There’s something special about releasing a piece of software into the world. It invokes a certain level of excitement and requires a level of vulnerability which is unlike anything else I have experienced. Seeing your dreams and your hard work come to life in the form of an application or “app” is something else. For many software developers or designers, the feelings associated with creating something out of nothing is a major motivator. In this article, I will discuss two of the mental challenges associated with shipping an app as an independent app developer.
There are two categories of emotions involved in this scenario. In the first category, there is tremendous excitement. The moment you receive the notification that your app is now “in review” is unlike any other.
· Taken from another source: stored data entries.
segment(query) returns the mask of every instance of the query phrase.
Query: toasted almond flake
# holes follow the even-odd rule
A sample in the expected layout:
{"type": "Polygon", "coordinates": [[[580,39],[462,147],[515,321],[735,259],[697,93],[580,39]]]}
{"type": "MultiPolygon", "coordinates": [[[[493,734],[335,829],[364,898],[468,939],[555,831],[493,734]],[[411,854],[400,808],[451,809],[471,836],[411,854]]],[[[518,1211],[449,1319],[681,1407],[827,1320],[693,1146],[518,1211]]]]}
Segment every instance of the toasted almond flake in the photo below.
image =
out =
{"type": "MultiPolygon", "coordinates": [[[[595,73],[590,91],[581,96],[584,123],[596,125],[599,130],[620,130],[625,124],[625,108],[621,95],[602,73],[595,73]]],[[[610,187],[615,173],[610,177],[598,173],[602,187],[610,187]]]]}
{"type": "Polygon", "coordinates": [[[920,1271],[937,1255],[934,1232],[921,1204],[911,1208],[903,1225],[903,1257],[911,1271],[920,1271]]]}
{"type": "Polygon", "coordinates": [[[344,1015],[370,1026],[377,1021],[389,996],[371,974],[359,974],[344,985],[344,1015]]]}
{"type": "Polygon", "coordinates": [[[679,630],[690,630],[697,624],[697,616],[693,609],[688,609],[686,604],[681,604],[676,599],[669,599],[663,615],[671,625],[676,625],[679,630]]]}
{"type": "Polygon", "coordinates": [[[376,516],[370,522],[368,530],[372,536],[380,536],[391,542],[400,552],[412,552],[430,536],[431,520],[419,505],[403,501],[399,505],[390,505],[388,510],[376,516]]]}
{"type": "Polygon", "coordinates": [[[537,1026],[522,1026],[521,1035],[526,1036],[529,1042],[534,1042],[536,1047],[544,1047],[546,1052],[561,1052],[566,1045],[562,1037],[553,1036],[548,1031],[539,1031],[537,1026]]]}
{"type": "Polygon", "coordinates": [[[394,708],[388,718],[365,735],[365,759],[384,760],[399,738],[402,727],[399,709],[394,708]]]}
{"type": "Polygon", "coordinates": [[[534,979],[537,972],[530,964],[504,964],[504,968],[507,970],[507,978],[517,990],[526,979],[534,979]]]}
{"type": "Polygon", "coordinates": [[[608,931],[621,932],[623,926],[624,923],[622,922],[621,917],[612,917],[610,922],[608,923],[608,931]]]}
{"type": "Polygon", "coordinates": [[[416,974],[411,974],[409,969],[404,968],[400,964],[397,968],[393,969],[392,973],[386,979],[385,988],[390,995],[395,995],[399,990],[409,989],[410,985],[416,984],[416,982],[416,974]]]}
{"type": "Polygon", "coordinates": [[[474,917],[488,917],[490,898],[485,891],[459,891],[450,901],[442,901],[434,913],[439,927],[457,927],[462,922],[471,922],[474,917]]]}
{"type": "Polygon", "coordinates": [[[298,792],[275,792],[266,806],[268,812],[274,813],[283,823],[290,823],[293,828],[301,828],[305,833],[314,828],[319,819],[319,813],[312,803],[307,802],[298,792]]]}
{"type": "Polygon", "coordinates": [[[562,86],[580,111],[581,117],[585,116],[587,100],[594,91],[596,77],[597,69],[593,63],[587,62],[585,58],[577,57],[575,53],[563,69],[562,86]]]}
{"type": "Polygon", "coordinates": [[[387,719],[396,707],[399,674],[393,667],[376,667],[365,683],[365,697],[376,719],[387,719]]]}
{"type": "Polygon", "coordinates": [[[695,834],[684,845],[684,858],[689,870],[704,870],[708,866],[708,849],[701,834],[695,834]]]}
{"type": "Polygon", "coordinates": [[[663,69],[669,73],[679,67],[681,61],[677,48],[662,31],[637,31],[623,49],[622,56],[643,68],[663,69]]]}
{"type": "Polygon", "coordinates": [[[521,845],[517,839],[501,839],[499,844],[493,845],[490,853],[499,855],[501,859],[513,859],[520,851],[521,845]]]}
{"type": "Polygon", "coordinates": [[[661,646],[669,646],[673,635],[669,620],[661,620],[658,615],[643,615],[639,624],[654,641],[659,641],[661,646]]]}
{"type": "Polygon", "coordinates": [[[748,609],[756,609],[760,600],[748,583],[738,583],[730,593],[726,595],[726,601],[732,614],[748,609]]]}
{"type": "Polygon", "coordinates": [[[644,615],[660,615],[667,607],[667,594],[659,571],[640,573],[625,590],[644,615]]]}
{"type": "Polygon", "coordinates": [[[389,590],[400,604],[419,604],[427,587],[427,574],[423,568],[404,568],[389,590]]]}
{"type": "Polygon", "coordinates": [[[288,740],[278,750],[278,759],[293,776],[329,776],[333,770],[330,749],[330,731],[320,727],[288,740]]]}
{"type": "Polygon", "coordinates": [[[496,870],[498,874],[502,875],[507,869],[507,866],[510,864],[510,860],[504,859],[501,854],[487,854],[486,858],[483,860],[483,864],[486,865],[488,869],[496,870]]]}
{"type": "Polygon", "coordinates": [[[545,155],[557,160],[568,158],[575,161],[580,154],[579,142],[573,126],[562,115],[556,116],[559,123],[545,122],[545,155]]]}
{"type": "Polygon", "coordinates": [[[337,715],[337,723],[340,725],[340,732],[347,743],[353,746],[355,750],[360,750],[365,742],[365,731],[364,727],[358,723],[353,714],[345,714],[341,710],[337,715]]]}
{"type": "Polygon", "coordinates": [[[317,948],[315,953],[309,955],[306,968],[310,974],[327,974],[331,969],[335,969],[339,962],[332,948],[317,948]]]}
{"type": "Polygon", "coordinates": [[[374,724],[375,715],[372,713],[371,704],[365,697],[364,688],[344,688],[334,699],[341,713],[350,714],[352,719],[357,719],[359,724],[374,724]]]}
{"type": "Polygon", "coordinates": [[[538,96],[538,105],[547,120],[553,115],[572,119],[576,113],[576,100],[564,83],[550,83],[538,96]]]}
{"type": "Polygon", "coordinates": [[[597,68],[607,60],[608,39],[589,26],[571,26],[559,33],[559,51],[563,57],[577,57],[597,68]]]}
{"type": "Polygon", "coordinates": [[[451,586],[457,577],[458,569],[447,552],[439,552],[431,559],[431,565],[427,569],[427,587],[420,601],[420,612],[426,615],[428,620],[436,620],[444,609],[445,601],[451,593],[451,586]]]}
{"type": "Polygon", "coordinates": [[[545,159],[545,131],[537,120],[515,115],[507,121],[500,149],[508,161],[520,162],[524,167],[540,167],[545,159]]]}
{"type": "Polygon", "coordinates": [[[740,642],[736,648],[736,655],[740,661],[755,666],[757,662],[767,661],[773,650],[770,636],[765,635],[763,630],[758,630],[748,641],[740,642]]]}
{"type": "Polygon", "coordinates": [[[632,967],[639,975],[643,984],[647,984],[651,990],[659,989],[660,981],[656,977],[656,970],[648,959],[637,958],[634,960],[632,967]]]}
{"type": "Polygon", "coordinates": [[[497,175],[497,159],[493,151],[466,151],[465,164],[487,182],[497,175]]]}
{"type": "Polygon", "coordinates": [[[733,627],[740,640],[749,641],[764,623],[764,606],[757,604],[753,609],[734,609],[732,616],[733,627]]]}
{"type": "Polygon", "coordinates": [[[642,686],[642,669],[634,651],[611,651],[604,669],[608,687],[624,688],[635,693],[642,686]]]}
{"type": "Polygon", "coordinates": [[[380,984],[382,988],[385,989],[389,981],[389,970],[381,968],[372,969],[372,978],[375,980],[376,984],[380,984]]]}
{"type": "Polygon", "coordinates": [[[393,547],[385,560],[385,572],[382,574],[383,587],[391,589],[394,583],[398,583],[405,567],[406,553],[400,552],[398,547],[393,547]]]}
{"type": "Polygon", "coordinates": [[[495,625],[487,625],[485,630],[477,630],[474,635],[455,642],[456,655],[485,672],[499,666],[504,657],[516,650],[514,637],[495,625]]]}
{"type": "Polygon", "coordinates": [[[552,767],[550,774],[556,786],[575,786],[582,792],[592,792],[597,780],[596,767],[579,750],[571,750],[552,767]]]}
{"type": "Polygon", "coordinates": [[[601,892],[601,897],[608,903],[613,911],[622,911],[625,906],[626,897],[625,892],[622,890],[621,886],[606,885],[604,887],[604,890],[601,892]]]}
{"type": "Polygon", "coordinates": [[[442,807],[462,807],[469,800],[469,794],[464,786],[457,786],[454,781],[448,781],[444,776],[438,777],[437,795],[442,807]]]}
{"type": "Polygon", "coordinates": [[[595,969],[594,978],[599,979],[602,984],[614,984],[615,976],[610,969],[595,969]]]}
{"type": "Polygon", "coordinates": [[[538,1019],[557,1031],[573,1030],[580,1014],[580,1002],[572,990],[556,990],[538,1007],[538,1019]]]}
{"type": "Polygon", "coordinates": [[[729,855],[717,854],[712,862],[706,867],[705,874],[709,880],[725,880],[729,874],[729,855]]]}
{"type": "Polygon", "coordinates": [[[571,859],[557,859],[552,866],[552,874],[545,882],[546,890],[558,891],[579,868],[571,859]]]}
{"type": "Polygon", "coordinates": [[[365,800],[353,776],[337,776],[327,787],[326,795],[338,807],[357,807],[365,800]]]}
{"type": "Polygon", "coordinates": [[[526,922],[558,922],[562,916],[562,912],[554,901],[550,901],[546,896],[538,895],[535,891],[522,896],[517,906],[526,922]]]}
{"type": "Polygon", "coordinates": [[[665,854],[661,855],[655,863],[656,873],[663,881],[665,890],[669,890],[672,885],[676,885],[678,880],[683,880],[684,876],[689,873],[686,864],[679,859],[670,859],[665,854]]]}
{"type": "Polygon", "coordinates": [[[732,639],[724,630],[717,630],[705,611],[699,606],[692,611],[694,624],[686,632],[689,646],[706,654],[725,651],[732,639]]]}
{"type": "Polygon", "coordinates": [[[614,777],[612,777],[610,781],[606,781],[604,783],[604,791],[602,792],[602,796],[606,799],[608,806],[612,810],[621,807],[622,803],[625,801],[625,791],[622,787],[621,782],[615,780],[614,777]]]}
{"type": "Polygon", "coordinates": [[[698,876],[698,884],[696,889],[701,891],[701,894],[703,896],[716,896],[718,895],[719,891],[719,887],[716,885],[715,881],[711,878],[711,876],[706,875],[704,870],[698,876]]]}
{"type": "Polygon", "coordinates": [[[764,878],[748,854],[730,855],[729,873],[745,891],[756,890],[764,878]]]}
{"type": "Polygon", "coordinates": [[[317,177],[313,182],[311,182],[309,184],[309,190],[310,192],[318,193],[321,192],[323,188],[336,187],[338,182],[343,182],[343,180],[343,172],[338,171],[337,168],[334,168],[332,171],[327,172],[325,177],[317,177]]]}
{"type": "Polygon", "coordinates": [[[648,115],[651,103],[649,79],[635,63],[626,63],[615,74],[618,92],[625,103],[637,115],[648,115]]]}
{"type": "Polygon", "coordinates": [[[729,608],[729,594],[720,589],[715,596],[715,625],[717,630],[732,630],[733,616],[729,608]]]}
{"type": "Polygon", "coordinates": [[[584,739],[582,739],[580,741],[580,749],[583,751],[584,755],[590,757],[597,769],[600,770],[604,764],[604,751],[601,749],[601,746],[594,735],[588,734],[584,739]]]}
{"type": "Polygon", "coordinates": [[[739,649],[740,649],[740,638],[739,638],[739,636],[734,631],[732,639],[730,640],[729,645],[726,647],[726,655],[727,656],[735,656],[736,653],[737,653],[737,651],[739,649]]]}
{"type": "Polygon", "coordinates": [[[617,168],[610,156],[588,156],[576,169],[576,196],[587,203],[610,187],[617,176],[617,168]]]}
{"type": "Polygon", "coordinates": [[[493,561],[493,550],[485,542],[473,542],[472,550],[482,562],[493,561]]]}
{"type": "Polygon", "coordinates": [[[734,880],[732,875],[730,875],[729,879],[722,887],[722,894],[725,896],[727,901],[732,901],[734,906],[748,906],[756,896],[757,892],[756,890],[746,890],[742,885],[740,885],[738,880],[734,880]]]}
Your heart begins to race! Knowing that after numerous hours of toil working on the app and several moments of frustration, your app is inching ever-closer to being public. All of the time and effort is about to become something real to the outside world. This thing you have worked on will now be available for others to download.
On the other hand there is this fear. There is fear it won’t be good enough. You start asking yourself questions like, “will anyone download the app?” If your app is a true first version, then it probably lacks some level of polish or functionality you desire in your application in an effort to publish the first version. First versions vary greatly in the amount of features or polish they contain. Many first versions, or 1.0, serve as a proof of concept. Applications for corporations or organizations tend to have a longer initial development cycle when compared to personal or independent projects.
The application purpose often dictates the amount of features which go into the first version. If the application is for an employer, then most likely the app is built according to a project specification which was created by a team of people. If this version is for your own personal project, then you have more control as to what goes into the first version. This is where I found myself when releasing Pure Trivia. I was the one creating the specifications and I was the one implementing the specifications.
What it takes to build something great is a bit of an acquired set of skills. It is knowing when to ship the first version. Knowing what the product needs to prove the concept to your audience. It is recognizing what is truly important for your project and letting that guide your decisions. It is deciding to ship something “good enough to move on” (Craig Groeschel) versus not shipping something at all because it is not “perfect.” It is overcoming the internal battle of vulnerability so your product can be seen. It is knowing that no matter the level of polish, others will find things to criticize.
I’ll be the first to say that this article is probably not the roadmap to greatness which you desired when you tapped or clicked on it. I do hope that it will shed some light on the psychology or mental challenges involved in shipping great software. I hope it encourages others to be vulnerable and share their creation with the world. I hope that it educates the general public on what exactly goes into building the apps they download each and every day.